Democrats have seized on the audio as evidence McCarthy and other top Republicans bowed to pressure from Trump and right-wing media after the Capitol riot. McCarthy later supported an effort by fellow House Republicans to boot Cheney from the GOP leadership, and he’s endorsed Cheney’s primary opponent in Wyoming

“Kevin McCarthy is a liar and a traitor,” Sen. Elizabeth Warren told CNN Sunday. “This is the illness that pervades the Republican leadership right now. They say one thing to the American public and something else in private.”

McCarthy has also faced pressure from some on the right since the audio was leaked. Rep.
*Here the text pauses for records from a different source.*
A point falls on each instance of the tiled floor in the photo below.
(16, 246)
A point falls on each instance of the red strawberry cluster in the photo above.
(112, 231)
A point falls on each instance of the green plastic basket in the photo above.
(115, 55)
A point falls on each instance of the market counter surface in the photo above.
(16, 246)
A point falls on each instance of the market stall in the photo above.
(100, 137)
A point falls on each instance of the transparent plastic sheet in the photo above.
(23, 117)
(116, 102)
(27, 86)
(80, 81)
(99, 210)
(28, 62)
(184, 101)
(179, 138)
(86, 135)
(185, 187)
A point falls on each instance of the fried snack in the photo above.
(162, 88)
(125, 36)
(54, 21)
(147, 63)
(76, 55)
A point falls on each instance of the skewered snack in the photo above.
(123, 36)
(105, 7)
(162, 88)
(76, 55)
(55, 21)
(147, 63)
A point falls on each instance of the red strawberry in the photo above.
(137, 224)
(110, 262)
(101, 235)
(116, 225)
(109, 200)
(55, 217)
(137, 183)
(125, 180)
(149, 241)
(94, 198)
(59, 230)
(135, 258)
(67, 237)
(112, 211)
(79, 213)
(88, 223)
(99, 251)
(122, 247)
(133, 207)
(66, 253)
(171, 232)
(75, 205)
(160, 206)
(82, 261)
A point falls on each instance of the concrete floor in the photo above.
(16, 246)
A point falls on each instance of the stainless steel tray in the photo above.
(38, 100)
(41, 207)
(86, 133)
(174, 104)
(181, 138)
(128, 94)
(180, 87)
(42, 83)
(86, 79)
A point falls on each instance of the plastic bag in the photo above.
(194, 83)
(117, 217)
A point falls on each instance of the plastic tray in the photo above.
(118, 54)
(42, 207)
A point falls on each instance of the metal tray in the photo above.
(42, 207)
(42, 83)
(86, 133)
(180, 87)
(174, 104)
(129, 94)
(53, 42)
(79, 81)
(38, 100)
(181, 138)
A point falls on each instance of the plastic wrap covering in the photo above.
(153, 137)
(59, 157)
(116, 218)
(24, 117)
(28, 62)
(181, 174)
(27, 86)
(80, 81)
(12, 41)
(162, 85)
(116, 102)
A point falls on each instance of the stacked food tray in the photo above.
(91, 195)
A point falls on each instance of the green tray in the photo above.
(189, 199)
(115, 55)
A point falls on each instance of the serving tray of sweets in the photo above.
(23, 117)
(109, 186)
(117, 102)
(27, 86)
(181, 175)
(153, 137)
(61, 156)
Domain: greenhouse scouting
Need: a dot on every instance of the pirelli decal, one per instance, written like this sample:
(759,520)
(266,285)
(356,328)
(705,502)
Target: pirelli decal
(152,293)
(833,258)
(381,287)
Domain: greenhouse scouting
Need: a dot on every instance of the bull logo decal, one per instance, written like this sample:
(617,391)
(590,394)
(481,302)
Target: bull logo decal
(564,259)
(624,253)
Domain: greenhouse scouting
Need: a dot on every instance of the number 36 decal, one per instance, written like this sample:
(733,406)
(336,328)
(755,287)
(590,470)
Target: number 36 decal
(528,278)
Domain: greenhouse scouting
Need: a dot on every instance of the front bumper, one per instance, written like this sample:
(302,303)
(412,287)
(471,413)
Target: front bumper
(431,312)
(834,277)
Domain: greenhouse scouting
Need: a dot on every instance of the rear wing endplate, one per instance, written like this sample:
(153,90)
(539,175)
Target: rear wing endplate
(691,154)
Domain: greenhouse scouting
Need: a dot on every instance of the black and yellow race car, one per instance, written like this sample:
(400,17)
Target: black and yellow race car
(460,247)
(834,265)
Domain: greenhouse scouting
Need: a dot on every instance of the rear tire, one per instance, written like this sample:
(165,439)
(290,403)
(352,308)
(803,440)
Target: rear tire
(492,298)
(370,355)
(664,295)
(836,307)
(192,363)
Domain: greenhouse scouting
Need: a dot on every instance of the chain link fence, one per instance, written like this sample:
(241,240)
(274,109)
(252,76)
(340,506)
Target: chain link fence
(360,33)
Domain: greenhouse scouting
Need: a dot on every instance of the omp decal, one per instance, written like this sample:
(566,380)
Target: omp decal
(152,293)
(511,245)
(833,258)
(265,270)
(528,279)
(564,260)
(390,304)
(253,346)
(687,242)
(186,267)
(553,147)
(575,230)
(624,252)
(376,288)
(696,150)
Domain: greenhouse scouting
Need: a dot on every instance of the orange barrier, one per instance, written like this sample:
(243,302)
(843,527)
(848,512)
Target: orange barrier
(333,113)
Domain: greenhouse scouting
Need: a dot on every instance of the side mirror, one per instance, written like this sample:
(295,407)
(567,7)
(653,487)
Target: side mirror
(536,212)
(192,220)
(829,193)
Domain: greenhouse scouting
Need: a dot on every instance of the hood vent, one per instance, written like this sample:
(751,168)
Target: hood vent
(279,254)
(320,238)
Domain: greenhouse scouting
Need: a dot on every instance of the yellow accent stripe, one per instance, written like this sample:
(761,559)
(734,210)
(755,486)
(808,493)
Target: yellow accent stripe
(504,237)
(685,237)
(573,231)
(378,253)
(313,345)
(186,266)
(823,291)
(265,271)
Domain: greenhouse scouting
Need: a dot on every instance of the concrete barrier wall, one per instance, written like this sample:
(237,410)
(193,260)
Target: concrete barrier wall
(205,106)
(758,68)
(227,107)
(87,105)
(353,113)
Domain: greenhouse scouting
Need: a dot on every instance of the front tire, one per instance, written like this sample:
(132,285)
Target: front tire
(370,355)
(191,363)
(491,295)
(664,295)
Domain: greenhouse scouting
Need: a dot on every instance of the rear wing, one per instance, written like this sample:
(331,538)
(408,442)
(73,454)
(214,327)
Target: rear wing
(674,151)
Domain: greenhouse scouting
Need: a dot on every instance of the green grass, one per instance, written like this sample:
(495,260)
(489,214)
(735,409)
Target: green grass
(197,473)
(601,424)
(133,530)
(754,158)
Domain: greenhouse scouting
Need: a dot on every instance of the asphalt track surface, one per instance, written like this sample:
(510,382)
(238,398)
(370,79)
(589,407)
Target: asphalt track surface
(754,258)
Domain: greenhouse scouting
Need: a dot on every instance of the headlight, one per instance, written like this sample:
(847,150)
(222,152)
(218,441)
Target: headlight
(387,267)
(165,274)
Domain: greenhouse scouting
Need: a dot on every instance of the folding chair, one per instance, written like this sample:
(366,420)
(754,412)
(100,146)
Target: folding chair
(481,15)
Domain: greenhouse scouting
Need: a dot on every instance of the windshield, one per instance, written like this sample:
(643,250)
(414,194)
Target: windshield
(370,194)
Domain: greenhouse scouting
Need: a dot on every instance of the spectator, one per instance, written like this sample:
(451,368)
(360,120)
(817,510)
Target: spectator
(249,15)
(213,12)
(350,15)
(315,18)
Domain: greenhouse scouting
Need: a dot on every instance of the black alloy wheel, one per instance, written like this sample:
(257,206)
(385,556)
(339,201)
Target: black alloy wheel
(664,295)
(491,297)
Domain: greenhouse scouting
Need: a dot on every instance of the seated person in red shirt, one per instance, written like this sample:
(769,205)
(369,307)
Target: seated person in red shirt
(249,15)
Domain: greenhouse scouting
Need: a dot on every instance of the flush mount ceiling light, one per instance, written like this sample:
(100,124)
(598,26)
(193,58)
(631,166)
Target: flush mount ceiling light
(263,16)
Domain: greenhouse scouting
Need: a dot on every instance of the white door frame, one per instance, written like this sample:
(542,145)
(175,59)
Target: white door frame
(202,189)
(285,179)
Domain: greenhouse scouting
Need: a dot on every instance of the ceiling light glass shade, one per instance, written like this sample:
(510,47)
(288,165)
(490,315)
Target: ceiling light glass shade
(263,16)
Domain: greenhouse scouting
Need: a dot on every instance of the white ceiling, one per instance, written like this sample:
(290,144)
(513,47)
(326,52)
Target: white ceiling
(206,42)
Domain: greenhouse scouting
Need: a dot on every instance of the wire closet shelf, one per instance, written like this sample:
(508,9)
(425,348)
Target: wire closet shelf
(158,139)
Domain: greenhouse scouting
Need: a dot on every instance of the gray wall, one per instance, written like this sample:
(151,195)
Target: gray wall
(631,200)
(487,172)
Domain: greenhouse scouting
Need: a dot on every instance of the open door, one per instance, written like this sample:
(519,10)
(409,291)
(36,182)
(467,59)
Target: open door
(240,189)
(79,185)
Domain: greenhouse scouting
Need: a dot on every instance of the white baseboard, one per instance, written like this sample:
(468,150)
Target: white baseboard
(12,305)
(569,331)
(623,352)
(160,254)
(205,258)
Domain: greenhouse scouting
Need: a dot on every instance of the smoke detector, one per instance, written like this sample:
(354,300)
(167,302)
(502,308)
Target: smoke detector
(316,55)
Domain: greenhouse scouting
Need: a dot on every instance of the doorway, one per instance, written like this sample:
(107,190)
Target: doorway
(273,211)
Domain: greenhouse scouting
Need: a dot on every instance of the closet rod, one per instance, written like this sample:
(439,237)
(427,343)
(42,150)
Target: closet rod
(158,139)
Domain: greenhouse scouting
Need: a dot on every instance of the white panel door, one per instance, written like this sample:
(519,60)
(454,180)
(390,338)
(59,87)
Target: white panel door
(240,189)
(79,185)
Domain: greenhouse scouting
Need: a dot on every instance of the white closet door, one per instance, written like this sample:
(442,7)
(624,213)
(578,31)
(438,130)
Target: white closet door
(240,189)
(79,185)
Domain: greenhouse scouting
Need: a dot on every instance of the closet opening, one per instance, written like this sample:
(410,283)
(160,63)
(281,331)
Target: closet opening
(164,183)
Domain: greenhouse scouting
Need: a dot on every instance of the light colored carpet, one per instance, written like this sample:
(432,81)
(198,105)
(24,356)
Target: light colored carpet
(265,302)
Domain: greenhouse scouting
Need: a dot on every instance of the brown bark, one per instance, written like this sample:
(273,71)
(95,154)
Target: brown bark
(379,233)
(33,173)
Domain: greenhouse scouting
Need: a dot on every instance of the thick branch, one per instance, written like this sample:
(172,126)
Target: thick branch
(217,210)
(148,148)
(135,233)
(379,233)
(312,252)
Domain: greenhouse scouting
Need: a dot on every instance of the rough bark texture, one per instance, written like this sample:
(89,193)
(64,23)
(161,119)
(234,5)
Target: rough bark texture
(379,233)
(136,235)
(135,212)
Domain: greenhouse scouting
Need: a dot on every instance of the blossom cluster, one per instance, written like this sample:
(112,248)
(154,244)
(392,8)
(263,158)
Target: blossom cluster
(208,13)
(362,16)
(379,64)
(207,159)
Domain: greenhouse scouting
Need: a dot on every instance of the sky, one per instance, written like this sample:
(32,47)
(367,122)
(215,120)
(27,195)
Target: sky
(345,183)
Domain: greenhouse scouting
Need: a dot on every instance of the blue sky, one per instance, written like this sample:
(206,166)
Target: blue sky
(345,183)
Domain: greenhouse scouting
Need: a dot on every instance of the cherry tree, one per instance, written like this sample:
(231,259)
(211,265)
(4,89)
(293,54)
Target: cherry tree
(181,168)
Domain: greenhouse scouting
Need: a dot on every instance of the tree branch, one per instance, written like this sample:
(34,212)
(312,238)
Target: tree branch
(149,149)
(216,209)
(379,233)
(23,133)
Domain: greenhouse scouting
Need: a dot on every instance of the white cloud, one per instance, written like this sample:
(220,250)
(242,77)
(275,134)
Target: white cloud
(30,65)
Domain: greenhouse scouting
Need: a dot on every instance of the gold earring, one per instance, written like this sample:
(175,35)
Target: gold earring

Matt Gaetz, the far-right congressman from Florida currently under investigation for possible sex trafficking of a minor and a prominent critic of McCarthy, criticized the Republican leader over the weekend and suggested fellow far-right congressman Jim Jordan of Ohio should replace him.

McCarthy is traveling to the U.S.-Mexico border in Texas on Monday along with a group of Republican lawmakers, including Cheney’s replacement, Rep. Elise Stefanik, and Rep. Marjorie Taylor Greene. Greene, the far-right freshman lawmaker from Georgia, testified last week under oath in a case to get her thrown off the ballot because she supported overthrowing the 2020 election.